An operator has withdrawn its fourth application in four years for a waste treatment or energy facility on an Oxfordshire landfill site.
FCC Environment said it had withdrawn an application to build an anaerobic digestion facility at its Sutton Courtenay landfill after planning officials recommended councillors refuse permission.
The firm proposed a 10,000 tonne AD facility to process crops grown on former landfill, but officials at the Vale of White Horse District Council said FCC had failed to prove an overriding need for an industrial operation in a rural area.
Officials said the facility would harm the open character and appearance of the countryside and was contrary to local planning policies.
A spokesman for FCC said the firm was disappointed by the outcome as it had worked to specifically address concerns raised by a previous application refusal.
He added: “We are now reviewing our options and will inform the local community and other interested parties of our plans in due course.”
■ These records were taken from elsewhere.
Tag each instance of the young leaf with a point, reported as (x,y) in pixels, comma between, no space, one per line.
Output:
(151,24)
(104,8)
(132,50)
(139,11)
Planning documents show an application to build an AD plant on the site was withdrawn after similar objections in 2012.
In 2011 the council rejected an application for a 220,000 tonne MBT plant to produce solid recovered fuel because it would “represent a large building in the open countryside”.
An application to build an EfW incinerator at the site was also thrown out for similar reasons in 2009.
According to the Environment Agency website, FCC’s existing composting facility at the site received “numerous complaints from local residents about the smells” during last summer and has received EA advice and guidance on improving the operation.
Construction is also underway of a MRF on the Sutton Courtenay site. Since FCC Environment was created from the merger of WRG Group and Focsa Services last year, part of the company’s strategy has focused on utilising its landfill assets to build waste infrastructure.